Monday, June 14, 2010
This isn’t a blog post about wine, because in Myrtle Beach there are two kinds, red and white. It is difficult to find vino made from muscadine grapes and that crap is produced locally! No my good readers, this blog post is about food and beer. With the hundreds of not-so fine eateries on the Grand Strand I had to focus my effort. The natural inclination would be to go for seafood. However, the seafood restaurants are nothing but Calabash (deep fried everything) buffets and chain restaurants such as Joe's Crab Shack and Red Dumpster. I was determined to try some for the sake of journalistic integrity. So I summoned the courage to enter into one location (see picture with lobster fornicating with a mini-van) and after being greeted by the saddest looking pirate and a woman who was in shorts about 3 sizes too small, I took a look at the unholy offering before me (only $17.99 – a bargain in Myrtle), and did what any self-respecting human would do, turned around and walked out the door.
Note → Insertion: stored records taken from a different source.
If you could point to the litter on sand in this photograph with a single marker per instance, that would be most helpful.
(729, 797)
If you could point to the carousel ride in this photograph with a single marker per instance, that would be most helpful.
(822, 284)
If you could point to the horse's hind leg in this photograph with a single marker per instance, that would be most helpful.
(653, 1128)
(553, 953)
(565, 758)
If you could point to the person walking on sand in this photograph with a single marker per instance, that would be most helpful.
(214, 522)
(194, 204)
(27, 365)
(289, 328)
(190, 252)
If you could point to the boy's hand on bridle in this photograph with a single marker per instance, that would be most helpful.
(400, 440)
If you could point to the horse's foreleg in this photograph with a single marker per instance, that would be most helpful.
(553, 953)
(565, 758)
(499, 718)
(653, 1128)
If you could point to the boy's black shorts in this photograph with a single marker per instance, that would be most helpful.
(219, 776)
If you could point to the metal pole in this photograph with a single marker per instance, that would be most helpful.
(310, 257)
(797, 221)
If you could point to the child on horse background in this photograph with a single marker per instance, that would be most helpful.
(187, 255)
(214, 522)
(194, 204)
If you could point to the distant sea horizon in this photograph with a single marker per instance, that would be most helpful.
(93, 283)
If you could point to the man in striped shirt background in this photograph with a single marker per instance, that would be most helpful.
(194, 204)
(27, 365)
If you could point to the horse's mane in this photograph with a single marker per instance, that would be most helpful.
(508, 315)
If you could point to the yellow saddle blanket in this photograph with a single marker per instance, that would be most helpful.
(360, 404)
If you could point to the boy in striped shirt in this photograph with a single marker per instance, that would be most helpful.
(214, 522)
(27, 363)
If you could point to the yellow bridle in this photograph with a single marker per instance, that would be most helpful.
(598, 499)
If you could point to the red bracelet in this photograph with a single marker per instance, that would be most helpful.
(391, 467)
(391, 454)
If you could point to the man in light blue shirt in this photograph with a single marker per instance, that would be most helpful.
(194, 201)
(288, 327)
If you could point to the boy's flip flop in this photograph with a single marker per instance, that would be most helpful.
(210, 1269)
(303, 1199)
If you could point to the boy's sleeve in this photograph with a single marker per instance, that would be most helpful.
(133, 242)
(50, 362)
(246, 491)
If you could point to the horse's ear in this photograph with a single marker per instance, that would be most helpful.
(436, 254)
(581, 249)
This experience left me with one other option to write about, German food! I had discovered on the internet that there existed two German restaurants in the Myrtle Beach area. Both claimed to be authentic but had completely different styles and atmospheres. The two contenders are Horst Gasthaus located in the suburban friendly North Myrtle Beach and Bodo’s German Restaurant and Pub, located in the heart of the Beirut-esque downtown of Myrtle Beach. Each restaurant has a distinctive nature that mirrors Germany of different eras. One is Sgt. Schultz from Hogan’s Heroes and the other is Dieter from Sprockets. Who will emerge victorious as the Kaiser of Myrtle Beach?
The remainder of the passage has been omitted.